Jakarta (ANTARA News) - Komisi Pemberantasan Korupsi (KPK) mengingatkan agar calon Kepala Daerah yang akan mengikuti Pilkada Serentak 2018 tidak terikat politik balas budi.

"Kami mencegah agar tidak ada semacam utang antara para pihak-pihak yang membantu calon Kepala Daerah apakah tim sukses atau pun yang membantu dana kampanye atau pun yang membiayai proses calon-calon tertentu. Jangan sampai ada utang yang akhirnya dibayar ketika yang bersangkutan sudah menjabat karena risiko korupsinya sangat tinggi di sana," kata Juru Bicara KPK Febri Diansyah.

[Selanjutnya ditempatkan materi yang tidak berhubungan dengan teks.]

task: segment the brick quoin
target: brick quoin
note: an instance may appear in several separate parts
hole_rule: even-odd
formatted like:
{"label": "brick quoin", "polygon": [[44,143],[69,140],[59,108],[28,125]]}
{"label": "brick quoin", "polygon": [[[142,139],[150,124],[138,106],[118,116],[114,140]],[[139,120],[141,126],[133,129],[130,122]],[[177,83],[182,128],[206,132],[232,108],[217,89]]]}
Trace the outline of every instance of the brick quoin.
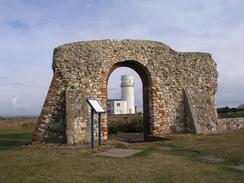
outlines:
{"label": "brick quoin", "polygon": [[[119,67],[135,70],[142,80],[145,139],[218,132],[217,70],[209,53],[177,52],[157,41],[97,40],[64,44],[53,54],[54,76],[33,143],[89,143],[86,99],[98,99],[106,109],[108,78]],[[107,119],[103,114],[104,140]]]}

Hal tersebut dikatakannya di sela-sela konferensi pers penetapan Bupati Kebumen Muhamad Yahya Fuad beserta dua orang lainnya sebagai tersangka tindak pidana korupsi terkait pengadaan barang dan jasa di Kabupaten Kebumen Tahun Anggaran 2016 di gedung KPK, Jakarta, Selasa.

Lebih lanjut, Febri menyatakan bahwa ongkos politik yang mahal juga bisa menyebabkan risiko korupsi yang tinggi bagi Kepala Daerah.

"Ongkos politik yang mahal juga dapat mendorong Kepala saerah kemudian harus melakukan pengembalian-pengembalian atau membayar utang yang tadi. Itu yang perlu kami cegah ke depan," ucap Febri.

Dalam konferensi pers itu, Febri menjelaskan setelah terpilih dan dilantik sebagai Bupati Kebumen, Muhamad Yahya Fuad diduga telah mengumpulkan sejumlah kontraktor yang merupakan rekanan Pemkab Kebumen dan membagi-bagikan proyek pengadaan barang dan jasa di lingkungan Kabupaten Kebumen.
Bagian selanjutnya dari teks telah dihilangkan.